We can use both of these to test if LAPS has been applied to a specific computer object at least once. If you do a manual test by using the Attribute Editor in AD Users and Computers you will see both. I have written PowerShell commands to automate the process based on the value of the ms-Mcs-AdmPwdExpirationTime attribute.

List computers without LAPS

This lists all computer objects without a LAPS expiry set. Virtual cluster computer objects are excluded. The results are exported to the file C:\TEMP\NoLaps.csv.

get-adcomputer -Properties Name, operatingSystem, Description, ms-Mcs-AdmPwdExpirationTime `
-LDAPFilter "(&(!ms-Mcs-AdmPwdExpirationTime=*)(operatingSystem=Windows*)(!Description=ClusterAwareUpdate*)(!Description=Failover cluster virtual network name account))"|`
Select Name, operatingSystem, Description, ms-Mcs-AdmPwdExpirationTime| Sort-Object Name | export-csv C:\Temp\NoLaps.csv -Delimiter ";" -NoTypeInformation

List computers with expired LAPS

Lists all computer objects where LAPS has been applied at least once, where the expiration time has passed. These are usually computers that are not powered on, maybe removed but not properly deleted from the AD. The results are exported to the file C:\TEMP\ExpiredLaps.csv.

$now = Get-Date
get-adcomputer -Properties Name, operatingSystem, Description, ms-Mcs-AdmPwdExpirationTime `
-LDAPFilter "(&(ms-Mcs-AdmPwdExpirationTime=*)(operatingSystem=Windows*)(!Description=ClusterAwareUpdate*)(!Description=Failover cluster virtual network name account))"|`
Select Name, operatingSystem, Description, @{N='ExpiryTime'; E={[DateTime]::FromFileTime($_."ms-Mcs-AdmPwdExpirationTime")}}| `
Where-Object ExpiryTime -lt $now| Sort-Object ExpiryTime| export-csv C:\Temp\ExpiredLAPS.csv -Delimiter ";" -NoTypeInformation

Get LAPS Expiration date for one or more computer(s)

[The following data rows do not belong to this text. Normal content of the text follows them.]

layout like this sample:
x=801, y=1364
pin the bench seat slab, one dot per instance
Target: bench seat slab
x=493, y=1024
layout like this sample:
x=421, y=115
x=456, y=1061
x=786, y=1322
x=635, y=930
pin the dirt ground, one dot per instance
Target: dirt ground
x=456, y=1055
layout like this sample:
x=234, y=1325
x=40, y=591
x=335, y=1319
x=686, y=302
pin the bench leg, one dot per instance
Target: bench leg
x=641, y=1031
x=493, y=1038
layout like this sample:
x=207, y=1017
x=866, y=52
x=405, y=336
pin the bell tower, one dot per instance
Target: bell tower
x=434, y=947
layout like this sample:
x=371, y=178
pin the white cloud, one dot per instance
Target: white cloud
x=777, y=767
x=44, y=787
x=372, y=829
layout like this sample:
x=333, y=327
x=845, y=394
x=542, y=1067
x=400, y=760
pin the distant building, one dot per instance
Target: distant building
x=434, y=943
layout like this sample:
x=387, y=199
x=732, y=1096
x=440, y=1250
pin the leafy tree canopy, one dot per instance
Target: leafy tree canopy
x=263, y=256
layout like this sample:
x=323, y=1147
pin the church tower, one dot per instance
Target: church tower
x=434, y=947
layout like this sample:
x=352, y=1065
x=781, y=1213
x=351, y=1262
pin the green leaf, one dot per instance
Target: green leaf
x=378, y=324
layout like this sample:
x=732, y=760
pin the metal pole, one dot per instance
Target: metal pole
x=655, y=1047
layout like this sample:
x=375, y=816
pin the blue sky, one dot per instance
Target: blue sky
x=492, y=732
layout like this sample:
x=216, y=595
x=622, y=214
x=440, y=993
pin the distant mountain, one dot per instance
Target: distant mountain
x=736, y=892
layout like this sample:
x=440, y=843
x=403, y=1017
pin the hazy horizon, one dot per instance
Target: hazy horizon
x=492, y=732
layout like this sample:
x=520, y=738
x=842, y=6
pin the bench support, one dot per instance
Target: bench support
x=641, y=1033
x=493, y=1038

This command lists the expiration time for one or more computers based on an LDAP filter. The sample filter (Name=Badger*) will list all computers whose name starts with Badger. Computers where the expiration time is not set are filtered out. For more information about the LDAP filter syntax se this link:  https://social.technet.microsoft.com/wiki/contents/articles/5392.active-directory-ldap-syntax-filters.aspx

$now = Get-Date
 get-adcomputer -Properties Name, operatingSystem, Description, ms-Mcs-AdmPwdExpirationTime `
-LDAPFilter "(&(ms-Mcs-AdmPwdExpirationTime=*)(Name=Badger*))"|`
Select Name, operatingSystem, Description, @{N='ExpiryTime'; E={[DateTime]::FromFileTime($_."ms-Mcs-AdmPwdExpirationTime")}}| Sort-Object Name

Get LAPS expiration date for one or more computers, excluding those with no expiry set

Similar to above, but includes computer objects where the expiration time is not set. Those return 01.01.1601 01.00.00 as ExpiryTime because of the conversion of 0 from FileTime to DateTime. To put it in another way, if the expiration time is reported as 01.01.1601 01.00.00 it has not been set.

$now = Get-Date
 get-adcomputer -Properties Name, operatingSystem, Description, ms-Mcs-AdmPwdExpirationTime `
-LDAPFilter "(&(!ms-Mcs-AdmPwdExpirationTime=*)(Name=Badger*))"|`
Select Name, operatingSystem, Description, @{N='ExpiryTime'; E={[DateTime]::FromFileTime($_."ms-Mcs-AdmPwdExpirationTime")}}| Sort-Object Name

Securing Windows Active Directory

This is a list of measures you can implement to increase your Windows AD Security. The list is in no way exhaustive, and some of the items overlap. Be aware that security recommendations change over time. This article was originally created 2018.01.22. If that is several years in the past when you read this, I cannot promise that all recommendations are up to date.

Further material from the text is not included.